Thanks for the pictures.
Quote
Things that I will upgrade now that I have the vat working overtime.
1 Have the drain valve set up change dot have one outlet with a Tri Clover sanitary fitting installed. This will happen in the next few months
2 Have a Tri Clover ferrule installed on the top inlet pipe to make a more sanitary closure of the current opening.
3 Run some cable ducting for power and temperature cables,
4  Break tank to stainless steel
5 Hosing on connections to be high temperature rated- probably washing machine hose.
6 Insulate pipes to reduce heat losses
7 When we move house and I can set up a dedicated cheese making space I will upgrade pipe work too hard plumbed stainless
8  Install a second RIMs tube and element plugged into different house circuit or have a dedicated higher amperage circuit installed in my cheese making space so I can run a larger element.
9 Investigate setting up s CIP spray ball system in the vat using the top inlet pipe as an opening


here are my comments:
1.   Cut off the T peace leaving around 60mm of the 90deg angle. Use flexible hose to connect with tri clover end which than may be easily connected with butterfly valve. Welding with no head clearing (between 90deg starting point of a T peace and bottom of the tank require time and skills) simply saying will be costly.
2.   Good idea, please remember of pressure release valve for your own safety. You can find one in any plumbing supply shop for $50? Traveling across AU/NZ (and overseas) I seen to many accidents due to missing pressure release valves.
3.   Ducting is hard to clean.

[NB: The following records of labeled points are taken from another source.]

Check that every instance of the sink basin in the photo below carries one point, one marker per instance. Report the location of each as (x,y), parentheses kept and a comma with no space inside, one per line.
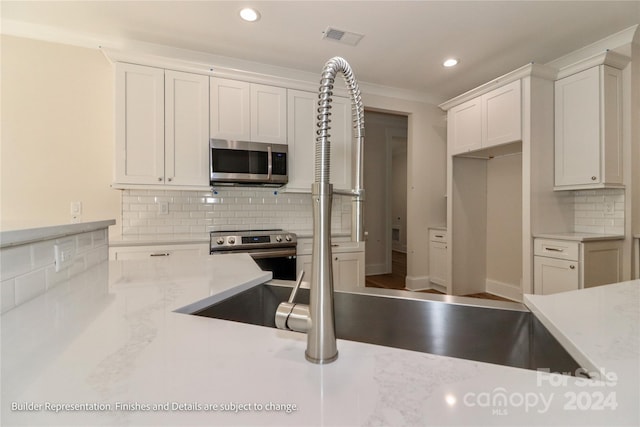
(500,336)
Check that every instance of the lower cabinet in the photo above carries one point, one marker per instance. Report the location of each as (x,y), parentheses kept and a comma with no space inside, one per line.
(562,265)
(347,262)
(438,257)
(145,252)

Mould tends to collect in groving. Try electric tape – the same outcome and way easier to clean. At the end of the day is not commercial setup.
4.   Yep, worth doing in a long run. Current piping will deform with time due to hot water.
5.   You can get hot water hoses cut to size. Price vary between $9 to $40 per meter.
6.   No insulation will be required with #5 hoses used.
7.   Very good idea, last lifetime and is always food
8.   Power point are connected in series. Most domestic power cables in Australia are rated up to 20amp. Therefor your only option is to connect to a different circuit breaker.
9.   Good idea but is it worth it in your setup? To clean 200ltr tank after cheddar making was taking me less than 10min (yes it was spot clean).